私は The Chinese Room の Still Wakes the Deep でテクニカル ディレクターを務めている Nick Slaven です。 

Still Wakes the Deep に Unreal を選んだのは当然の結果でした。制作プロセスを通じて Unreal が提供する忠実度とコントロール、およびそのエンジンとしての機能は、クリエイティブ ディレクターの Dan Pinchbeck が当時描いていたゲーム コンセプトを実現するためにまさに必要としていたものでした。

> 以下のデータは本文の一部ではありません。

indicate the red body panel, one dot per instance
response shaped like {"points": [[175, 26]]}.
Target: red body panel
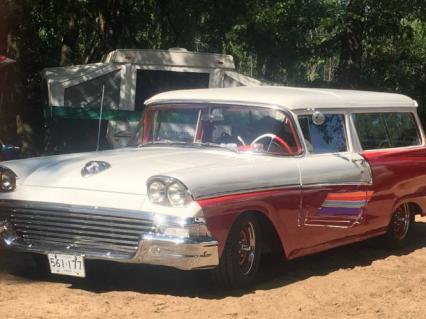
{"points": [[399, 176]]}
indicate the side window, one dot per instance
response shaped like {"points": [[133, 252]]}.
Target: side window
{"points": [[329, 137], [386, 130]]}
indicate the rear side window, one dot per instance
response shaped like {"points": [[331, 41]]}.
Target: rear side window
{"points": [[386, 130], [329, 137]]}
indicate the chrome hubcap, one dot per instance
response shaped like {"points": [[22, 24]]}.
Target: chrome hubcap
{"points": [[401, 221], [247, 248]]}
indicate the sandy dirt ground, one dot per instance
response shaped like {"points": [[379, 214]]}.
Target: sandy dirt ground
{"points": [[361, 280]]}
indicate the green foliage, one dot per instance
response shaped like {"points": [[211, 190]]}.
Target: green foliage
{"points": [[366, 44]]}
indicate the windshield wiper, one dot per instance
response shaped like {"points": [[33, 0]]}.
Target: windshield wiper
{"points": [[230, 146], [164, 142]]}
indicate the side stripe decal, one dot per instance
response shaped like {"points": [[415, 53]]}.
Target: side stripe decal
{"points": [[347, 204]]}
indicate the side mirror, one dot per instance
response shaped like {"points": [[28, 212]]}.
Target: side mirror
{"points": [[318, 118]]}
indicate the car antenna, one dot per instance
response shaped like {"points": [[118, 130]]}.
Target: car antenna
{"points": [[100, 118]]}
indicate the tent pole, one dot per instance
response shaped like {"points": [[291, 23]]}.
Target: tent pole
{"points": [[100, 117]]}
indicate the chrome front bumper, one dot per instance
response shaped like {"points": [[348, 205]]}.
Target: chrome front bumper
{"points": [[154, 247]]}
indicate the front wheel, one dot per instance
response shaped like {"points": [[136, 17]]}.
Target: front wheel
{"points": [[400, 227], [241, 256]]}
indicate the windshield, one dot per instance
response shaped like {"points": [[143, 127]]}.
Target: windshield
{"points": [[241, 128]]}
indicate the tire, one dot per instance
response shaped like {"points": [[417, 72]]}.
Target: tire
{"points": [[240, 259], [400, 227]]}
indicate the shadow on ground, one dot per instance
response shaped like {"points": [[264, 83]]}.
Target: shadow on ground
{"points": [[105, 277]]}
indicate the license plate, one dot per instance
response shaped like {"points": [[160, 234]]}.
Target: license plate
{"points": [[69, 265]]}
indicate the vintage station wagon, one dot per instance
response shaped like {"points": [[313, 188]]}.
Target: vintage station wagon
{"points": [[222, 176]]}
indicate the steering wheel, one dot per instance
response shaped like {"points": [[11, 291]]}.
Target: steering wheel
{"points": [[273, 137]]}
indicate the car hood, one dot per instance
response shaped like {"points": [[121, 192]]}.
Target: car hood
{"points": [[204, 171]]}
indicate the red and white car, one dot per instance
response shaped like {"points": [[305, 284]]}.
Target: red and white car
{"points": [[222, 176]]}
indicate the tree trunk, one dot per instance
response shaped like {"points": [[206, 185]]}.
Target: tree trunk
{"points": [[348, 73]]}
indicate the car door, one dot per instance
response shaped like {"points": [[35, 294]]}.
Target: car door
{"points": [[335, 181]]}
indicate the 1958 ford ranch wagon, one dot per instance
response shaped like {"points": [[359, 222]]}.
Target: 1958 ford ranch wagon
{"points": [[222, 176]]}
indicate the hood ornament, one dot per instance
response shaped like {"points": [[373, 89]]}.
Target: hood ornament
{"points": [[94, 167]]}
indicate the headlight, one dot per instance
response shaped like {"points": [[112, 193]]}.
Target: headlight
{"points": [[7, 180], [168, 191], [157, 191]]}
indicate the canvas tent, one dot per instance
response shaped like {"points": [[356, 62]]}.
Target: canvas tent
{"points": [[123, 81]]}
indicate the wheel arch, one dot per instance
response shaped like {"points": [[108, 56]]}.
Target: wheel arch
{"points": [[272, 239]]}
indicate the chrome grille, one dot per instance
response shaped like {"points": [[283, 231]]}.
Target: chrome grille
{"points": [[80, 228]]}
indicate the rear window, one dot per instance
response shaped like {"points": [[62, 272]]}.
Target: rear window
{"points": [[329, 137], [386, 130]]}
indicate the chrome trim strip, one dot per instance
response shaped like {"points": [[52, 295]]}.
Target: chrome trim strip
{"points": [[283, 187], [248, 191]]}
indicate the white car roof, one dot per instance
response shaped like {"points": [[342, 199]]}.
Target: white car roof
{"points": [[287, 97]]}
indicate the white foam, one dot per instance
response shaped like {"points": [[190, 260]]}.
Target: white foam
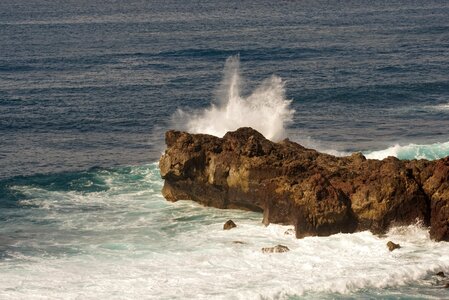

チームの既存の Unreal の専門知識はまちまちでしたが、Epic とのパートナーシップによって Unreal 4.26 に向けたトレーニングを計画できました。また、その後は Unreal Engine 5 に移行しました。エンジンのバージョンをアップグレードしたことで、NaniteLumen などの Epic の新しいテクノロジーを活用できるようになりました。これによって、ゲームのビジュアルや雰囲気が向上するだけでなく、ワークフローの効率が強化されました。Lumen のリアルタイム ライティングなどの機能では、シャドウ マップのベイクが完了するのを待つ必要もなく、ライティングの設定に対する変更の効果をすぐに確認できるようになりました。

さらに、Unreal によって提供される水のテクノロジーは、北海の優れたシミュレーションを可能にし、そのシェーダー ツールは社内で水のシミュレーションを行うための構成要素を提供しました。また、ゲーム内では石油掘削施設のすべての作業員に MetaHuman を幅広く利用し、これによって新たなレベルのリアリズムとストーリーテリングを実現しました。

最後に、Beira D 石油掘削施設のトランスフォームした作業員にコントロール リグのテクノロジーを活用することができました。これは、プレイヤーに恐怖を与え、その興味を引くリアリティーのある異世界のクリーチャーの制作に役立ちました。